We’ll fund a better, smarter electricity grid and train workers to build it – a grid that will help us ship wind and solar power from one end of this country to another. Think about it. The grid that powers the tools of modern life – computers, appliances, even blackberries - looks largely the same as it did half a century ago. Just these first steps toward modernizing the way we distribute electricity could reduce consumption by 2 to 4 percent.

We’ll also lead a revolution in energy efficiency, modernizing more than 75 percent of federal buildings and improving the efficiency of more than 2 million American homes. This will not only create jobs, it will cut the federal energy bill by a third and save taxpayers $2 billion each year and save Americans billions of dollars more on their utility bills.

In fact, as part of this effort, today I've signed a presidential memorandum requesting that the Department of Energy set new efficiency standards for common household appliances. This will save consumers money. This will spur innovation. And this will conserve tremendous amounts energy.

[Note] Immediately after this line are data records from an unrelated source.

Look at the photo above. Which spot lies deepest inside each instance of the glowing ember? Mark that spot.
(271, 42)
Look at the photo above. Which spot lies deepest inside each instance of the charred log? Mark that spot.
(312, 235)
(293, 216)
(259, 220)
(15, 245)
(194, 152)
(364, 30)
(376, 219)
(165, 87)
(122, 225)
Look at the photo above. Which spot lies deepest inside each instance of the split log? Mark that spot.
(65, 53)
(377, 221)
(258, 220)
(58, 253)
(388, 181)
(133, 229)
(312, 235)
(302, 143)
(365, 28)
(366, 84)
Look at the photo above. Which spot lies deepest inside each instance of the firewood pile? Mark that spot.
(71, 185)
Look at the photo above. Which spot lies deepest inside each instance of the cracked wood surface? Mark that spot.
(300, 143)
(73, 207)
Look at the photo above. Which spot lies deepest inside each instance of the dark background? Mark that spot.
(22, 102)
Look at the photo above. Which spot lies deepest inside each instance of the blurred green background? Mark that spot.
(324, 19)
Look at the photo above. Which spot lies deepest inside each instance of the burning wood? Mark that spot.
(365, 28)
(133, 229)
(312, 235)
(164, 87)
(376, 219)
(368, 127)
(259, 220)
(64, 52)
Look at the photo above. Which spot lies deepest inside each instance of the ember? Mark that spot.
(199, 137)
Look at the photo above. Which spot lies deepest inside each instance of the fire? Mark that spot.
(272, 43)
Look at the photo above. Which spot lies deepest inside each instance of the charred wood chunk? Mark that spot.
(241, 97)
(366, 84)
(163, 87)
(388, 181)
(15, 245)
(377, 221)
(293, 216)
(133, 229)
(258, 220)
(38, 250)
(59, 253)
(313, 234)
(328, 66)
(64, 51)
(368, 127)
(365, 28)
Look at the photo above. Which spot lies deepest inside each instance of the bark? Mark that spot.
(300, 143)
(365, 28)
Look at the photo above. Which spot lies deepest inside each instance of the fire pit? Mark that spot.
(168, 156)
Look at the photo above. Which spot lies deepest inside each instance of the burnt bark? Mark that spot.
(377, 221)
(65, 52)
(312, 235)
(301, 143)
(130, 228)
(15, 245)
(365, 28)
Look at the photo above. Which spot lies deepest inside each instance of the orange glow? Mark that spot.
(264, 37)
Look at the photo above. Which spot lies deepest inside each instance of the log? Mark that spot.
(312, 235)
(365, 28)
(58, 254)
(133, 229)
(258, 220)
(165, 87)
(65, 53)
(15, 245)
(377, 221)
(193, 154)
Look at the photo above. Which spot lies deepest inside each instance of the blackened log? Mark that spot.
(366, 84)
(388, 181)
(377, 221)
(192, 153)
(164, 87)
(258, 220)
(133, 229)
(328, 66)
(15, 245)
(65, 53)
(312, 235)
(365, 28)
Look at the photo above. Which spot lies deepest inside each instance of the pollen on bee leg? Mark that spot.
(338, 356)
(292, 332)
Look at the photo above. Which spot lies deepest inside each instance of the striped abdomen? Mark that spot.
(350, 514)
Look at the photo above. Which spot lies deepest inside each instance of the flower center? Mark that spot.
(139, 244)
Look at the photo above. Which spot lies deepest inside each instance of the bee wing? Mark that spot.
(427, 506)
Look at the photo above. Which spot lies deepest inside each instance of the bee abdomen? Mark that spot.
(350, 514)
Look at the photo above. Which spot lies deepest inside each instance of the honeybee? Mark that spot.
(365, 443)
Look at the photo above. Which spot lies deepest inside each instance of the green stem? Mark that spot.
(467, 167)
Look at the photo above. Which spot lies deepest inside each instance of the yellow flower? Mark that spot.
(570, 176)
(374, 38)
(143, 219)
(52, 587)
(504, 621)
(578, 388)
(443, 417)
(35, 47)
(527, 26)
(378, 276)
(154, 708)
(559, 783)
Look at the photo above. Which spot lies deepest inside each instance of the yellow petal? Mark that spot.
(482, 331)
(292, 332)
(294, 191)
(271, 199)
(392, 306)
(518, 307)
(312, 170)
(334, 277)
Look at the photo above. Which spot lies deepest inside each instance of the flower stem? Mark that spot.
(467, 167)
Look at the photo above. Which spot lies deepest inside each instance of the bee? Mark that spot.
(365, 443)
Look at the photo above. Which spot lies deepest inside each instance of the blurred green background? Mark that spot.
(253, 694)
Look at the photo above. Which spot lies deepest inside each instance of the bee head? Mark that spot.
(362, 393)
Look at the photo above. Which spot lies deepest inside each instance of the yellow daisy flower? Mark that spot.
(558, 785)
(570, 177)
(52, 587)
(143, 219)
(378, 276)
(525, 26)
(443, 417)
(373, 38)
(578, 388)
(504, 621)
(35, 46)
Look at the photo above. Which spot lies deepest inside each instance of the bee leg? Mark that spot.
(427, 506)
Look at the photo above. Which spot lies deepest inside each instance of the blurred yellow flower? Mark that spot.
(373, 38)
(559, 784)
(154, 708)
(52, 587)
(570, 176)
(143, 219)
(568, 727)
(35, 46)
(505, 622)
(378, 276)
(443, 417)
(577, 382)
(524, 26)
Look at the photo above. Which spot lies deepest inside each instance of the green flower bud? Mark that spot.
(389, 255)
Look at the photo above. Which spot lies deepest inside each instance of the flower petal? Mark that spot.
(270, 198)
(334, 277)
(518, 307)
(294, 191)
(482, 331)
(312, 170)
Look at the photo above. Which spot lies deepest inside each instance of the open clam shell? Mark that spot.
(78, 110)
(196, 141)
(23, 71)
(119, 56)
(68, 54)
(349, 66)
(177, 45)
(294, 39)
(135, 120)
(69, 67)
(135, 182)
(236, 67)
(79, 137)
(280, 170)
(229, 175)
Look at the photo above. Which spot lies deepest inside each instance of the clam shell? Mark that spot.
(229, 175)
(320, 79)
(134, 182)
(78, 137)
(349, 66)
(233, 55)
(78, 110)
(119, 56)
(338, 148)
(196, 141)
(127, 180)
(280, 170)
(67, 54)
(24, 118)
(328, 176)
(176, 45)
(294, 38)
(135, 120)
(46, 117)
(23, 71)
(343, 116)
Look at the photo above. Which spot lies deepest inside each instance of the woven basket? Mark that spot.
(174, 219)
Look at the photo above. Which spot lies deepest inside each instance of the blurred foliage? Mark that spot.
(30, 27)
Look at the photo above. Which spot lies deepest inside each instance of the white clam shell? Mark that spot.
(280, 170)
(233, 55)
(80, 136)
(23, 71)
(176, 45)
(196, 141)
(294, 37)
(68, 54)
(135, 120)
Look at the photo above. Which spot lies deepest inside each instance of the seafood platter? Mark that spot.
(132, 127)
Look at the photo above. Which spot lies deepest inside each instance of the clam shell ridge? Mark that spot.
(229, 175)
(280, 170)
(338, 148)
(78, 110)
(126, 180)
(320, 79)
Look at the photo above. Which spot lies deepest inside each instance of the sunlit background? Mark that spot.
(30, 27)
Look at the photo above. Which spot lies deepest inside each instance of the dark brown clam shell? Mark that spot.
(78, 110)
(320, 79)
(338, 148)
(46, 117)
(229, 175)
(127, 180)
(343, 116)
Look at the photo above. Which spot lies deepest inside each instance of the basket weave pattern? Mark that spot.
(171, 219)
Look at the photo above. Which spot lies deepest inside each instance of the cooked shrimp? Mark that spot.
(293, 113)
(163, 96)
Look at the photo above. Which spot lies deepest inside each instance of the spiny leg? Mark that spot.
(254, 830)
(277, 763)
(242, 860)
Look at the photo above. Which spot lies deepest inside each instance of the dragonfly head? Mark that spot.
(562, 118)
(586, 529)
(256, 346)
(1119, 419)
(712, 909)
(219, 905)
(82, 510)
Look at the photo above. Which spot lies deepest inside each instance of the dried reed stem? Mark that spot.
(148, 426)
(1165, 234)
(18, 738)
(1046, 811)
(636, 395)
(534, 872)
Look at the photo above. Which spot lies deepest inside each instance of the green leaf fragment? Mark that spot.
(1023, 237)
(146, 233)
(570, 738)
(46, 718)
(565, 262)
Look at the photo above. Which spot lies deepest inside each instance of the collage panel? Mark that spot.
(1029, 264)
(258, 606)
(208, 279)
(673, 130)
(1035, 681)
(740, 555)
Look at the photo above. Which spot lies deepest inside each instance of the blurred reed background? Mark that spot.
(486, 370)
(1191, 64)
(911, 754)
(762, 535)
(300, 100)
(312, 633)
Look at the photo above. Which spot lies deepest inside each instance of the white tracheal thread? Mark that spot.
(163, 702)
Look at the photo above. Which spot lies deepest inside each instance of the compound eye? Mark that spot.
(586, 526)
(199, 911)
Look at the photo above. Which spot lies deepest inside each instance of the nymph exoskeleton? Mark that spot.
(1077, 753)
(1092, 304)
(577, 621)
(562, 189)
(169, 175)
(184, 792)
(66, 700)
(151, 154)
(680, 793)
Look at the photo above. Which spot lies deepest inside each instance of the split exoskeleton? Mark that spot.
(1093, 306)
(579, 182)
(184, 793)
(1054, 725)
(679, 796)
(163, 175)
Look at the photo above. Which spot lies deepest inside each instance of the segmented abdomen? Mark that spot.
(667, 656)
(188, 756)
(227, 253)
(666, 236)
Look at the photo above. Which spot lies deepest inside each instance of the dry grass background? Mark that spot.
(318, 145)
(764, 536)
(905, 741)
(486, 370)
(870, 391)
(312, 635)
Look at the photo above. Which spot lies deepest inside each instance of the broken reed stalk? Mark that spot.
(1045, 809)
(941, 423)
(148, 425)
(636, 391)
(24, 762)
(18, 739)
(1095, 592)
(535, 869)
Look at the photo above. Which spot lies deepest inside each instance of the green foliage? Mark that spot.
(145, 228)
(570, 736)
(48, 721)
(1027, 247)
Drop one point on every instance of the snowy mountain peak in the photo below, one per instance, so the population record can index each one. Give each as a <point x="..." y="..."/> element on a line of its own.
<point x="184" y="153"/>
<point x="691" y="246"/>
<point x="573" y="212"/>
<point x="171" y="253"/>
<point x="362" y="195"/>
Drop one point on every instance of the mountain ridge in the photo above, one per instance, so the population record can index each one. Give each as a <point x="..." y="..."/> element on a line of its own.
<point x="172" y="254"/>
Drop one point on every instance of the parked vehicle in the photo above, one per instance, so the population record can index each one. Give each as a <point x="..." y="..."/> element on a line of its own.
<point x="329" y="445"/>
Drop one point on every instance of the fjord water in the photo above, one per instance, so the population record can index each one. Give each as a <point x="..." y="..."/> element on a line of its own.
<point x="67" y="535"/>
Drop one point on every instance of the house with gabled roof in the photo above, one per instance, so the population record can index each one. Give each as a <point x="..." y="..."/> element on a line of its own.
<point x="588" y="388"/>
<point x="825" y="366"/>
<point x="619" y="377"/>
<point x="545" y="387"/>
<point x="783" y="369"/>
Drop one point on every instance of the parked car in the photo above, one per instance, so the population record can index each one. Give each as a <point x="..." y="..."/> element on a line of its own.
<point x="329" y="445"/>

We’ll save through these simple steps over the next thirty years the amount of energy produced over a two-year period by all the coal-fired power plants in America.

And through investments in our mass transit systems to boost capacity, in our roads to reduce congestion, and in technologies that will accelerate the development of innovations like plug-in hybrid vehicles, we’ll be making a significant down payment on a cleaner and more independent energy future.